Soit ! Il suffit de prendre une rame de métro pendant quelques stations pour voir que neuf personnes sur dix sont agrippées à leur téléphone cellulaire en se coupant de toute espèce de réel pour se convaincre que le monde numérique imbibe les plus intimes fibres de chacun. Que peut-on faire pour aller contre ? Rien... On ne peut pas, c’est le progrès qui n’est rien d’autre qu’une uniformisation de tous par une division du travail de plus en plus achevée, du passage du qualitatif symboliquement omniprésent par l’Amour au quantitatif où tout se mesure et tout se vend, où la Loi est censée remplacer l’Honnêteté. On ne peut rien donc ... sauf faire la Révolution au sein du Monde numérique.

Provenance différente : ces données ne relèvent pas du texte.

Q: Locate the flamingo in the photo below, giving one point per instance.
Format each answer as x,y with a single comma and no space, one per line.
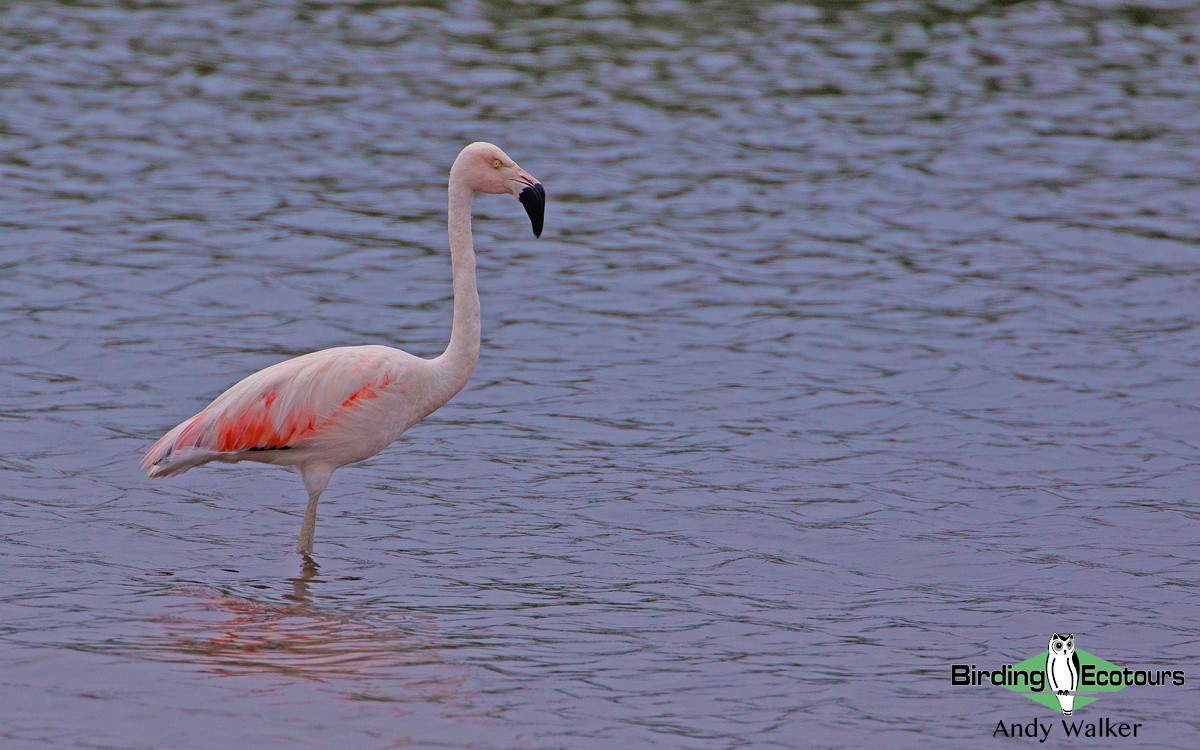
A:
323,411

Une autorité centrale algorithmique va servir non pas de dirigeant mais de Dieu. Il régnera non plus sur des semblables mais sur des identiques qui ne différeront même plus par leur sexe, un peu encore par l’idiome utilisé à côté de l’anglais, avec un folklore résiduel qui prendra la même place que la cornemuse en Écosse ou les dentellières en Iroise. Aucune valeur, aucune transcendance, aucune lumière commune ne reliera les éléments profondément ancrés dans un individualisme d’apparence car régenté par la puissance du numérique pour les choses collectives. Les citoyens transformés en consommateurs ne pourront plus s’exprimer que par leur consommation.

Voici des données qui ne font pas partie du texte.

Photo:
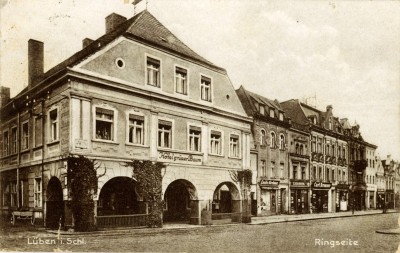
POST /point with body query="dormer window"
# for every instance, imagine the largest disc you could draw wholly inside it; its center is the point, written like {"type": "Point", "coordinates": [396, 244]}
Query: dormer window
{"type": "Point", "coordinates": [272, 113]}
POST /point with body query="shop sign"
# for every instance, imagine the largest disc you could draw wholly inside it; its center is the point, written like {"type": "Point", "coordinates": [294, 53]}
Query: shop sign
{"type": "Point", "coordinates": [342, 186]}
{"type": "Point", "coordinates": [179, 158]}
{"type": "Point", "coordinates": [265, 183]}
{"type": "Point", "coordinates": [299, 183]}
{"type": "Point", "coordinates": [322, 185]}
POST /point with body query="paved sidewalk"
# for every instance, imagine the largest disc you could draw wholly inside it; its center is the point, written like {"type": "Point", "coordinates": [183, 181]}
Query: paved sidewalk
{"type": "Point", "coordinates": [314, 216]}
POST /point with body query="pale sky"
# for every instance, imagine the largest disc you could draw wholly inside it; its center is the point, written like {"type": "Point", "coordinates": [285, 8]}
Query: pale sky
{"type": "Point", "coordinates": [347, 53]}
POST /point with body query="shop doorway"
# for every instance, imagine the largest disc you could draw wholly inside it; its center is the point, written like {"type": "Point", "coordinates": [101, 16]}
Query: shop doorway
{"type": "Point", "coordinates": [180, 202]}
{"type": "Point", "coordinates": [54, 204]}
{"type": "Point", "coordinates": [118, 197]}
{"type": "Point", "coordinates": [319, 201]}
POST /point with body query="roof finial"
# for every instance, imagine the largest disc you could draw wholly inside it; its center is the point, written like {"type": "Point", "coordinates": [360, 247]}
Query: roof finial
{"type": "Point", "coordinates": [136, 3]}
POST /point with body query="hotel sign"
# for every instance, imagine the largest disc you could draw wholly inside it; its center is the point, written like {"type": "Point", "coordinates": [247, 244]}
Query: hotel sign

Des inconnus connectés et nombreux peuvent parfaitement imposer un point de vue concernant un mode de gestion collectif même si rien le les lie, ni idéologie, ni morale, ni valeurs. Il leur faut trouver une arme qui leur permette d’avoir un rapport de force favorable, le seul dont ils puissent disposer c’est le fait de consommer ou de ne pas consommer un produit ou un service donné. Il faut impérativement qu’il n’y ait aucune relation entre leur revendication et la cible de consommation afin d’éviter des poursuites.
Par exemple !
On est contre le sort réservé à Julian Assange, porte-parole de WikiLeaks, réfugié dans une ambassade de 2012 à 2019 puis incarcéré au Royaume-Uni pour avoir dévoilé la manière dont les États-Unis (et leurs alliés) menaient la guerre en Irak et en Afghanistan. Il peut s’agir d’un casus belli. Par voie de conséquence il peut être décidé collectivement que l’on ne consommera plus de tel article précis de large diffusion jusqu’à ce qu’il soit fait droit à la requête accordant la citoyenneté d’un certain nombre de pays à Julia Assange. Il ne s’agit pas d’une protestation contre la qualité d’un produit, son contenu en produits chimiques, les dévastations environnementales nécessaires pour l’obtenir, il s’agit d’une arme pour abattre une cible afin de démontrer que le vulgum pecus, les gens qui ne sont rien, les citoyens ordinaires, sont maîtres de leur destin. Dans le cadre d’une lutte des classes perdue par les démunis, il n’y a que peu ou pas d’alternative, les idoles, les grandes pensées, les grands Hommes, qui fédéraient les forces des plus faibles, ne réapparaîtront pas. Le succès d’une entreprise de cette sorte est indispensable pour que l’espèce humaine se distingue encore de celle des androïdes.